[Full Guide]: Molecular Biology Fails & Fixes (PCR, Cloning, and Preps)
Textbooks only cover basic issues (bad primers, wrong T°C). But they don’t talk about the realities of the bench.
Wildtype One searched every PCR, cloning, or plasmid prep failure reported by researchers.
Below is your full guide to fixing your molecular biology experiments.
Print it
Hang it in your laboratory
Share it with colleagues who might be struggling as well
Let’s turn “WTF” into “Aha!” moments.
Article Sections
I. PCR
II. Cloning
III. Minipreps
IV. Which kits to buy? (company-specific insights)
V. Data & presentation pitfalls
Part I. PCR Nightamre Failures (And Easy Fixes)
“Molecular is half science, half voodoo!”
One frustrated grad student exclaimed.
I. 1. The Vanishing Act
Scenario: Your PCR worked 200 times, then suddenly only smears—even in the no-template control (NTC)!
“I tested over 200 samples with a nice clean band until one day it suddenly stopped... a long smear, even in the NTC”.
They changed everything (water, primers, polymerases, gel, cycles) – smear still haunted them.
I. 2. Contamination Culprit
…and it’s often a simple issue.
In the previous case for example, a commenter said:
“Had something very similar... an undergrad contaminated the pipette. We switched to filter tips and the issue went away.”
Yes—a possessed pipette.

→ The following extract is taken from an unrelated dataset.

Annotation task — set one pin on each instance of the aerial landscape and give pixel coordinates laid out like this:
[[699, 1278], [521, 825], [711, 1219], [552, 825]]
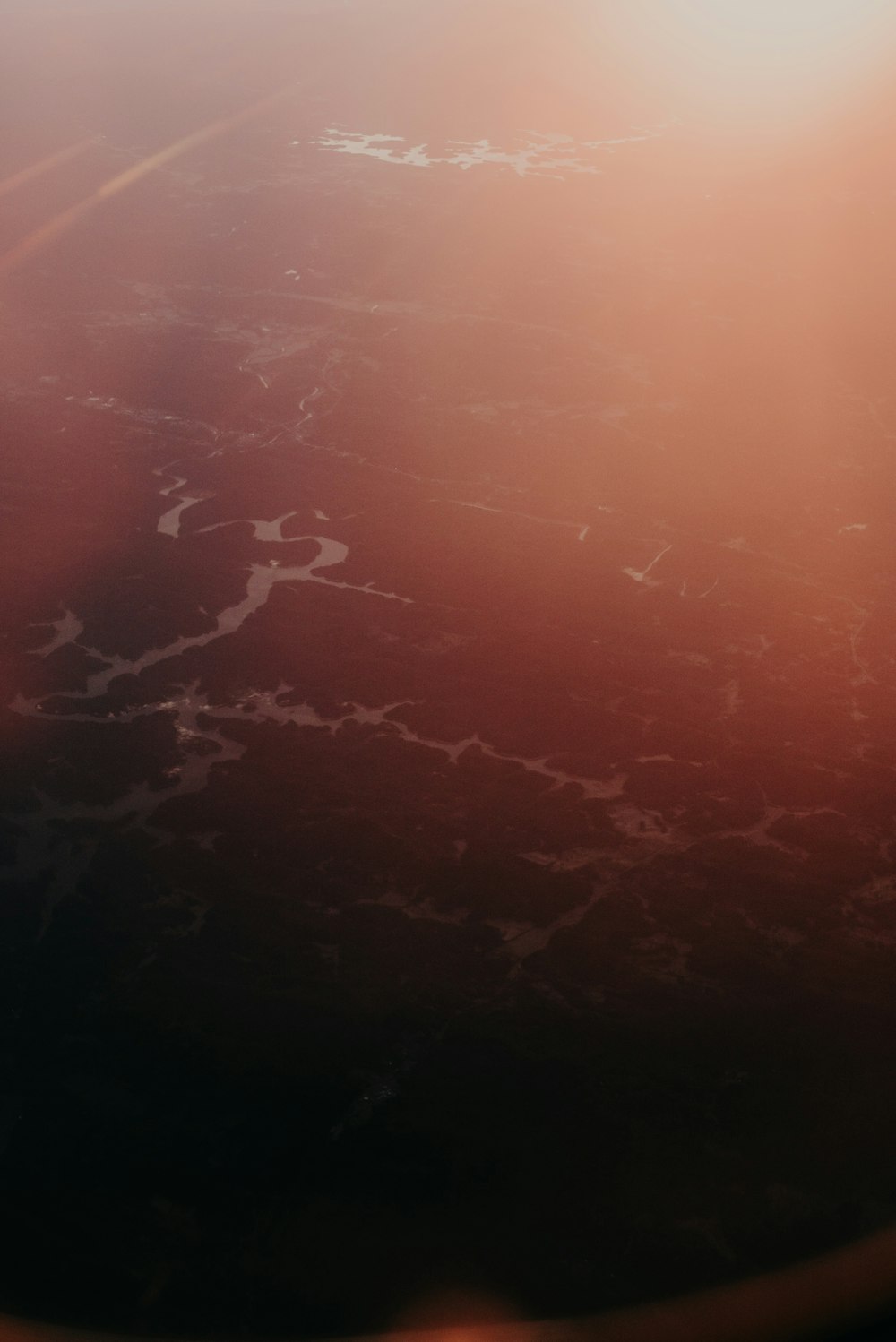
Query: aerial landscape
[[447, 649]]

DNA aerosol from previous aspirations can seed your PCR.
What you can do
Always use filter tips (and consider cleaning or dedicating a PCR-only pipette).
I. 3. Nucleases or “Cursed” Primers
If one primer set shows smears but others work fine, they might be degrading over time or forming weird artifacts.
If you resuspend primers in water, ensure it’s truly nuclease-free (commercial or freshly autoclaved).
In stubborn cases, dissolve primers in TE buffer (Tris-EDTA) to protect from degradation.
Store small aliquots to avoid repeated freeze-thaw cycles that “dephosphorylate” or otherwise damage primers.
I. 4. Tricky Template Regions
The most important targets often put up the biggest fight.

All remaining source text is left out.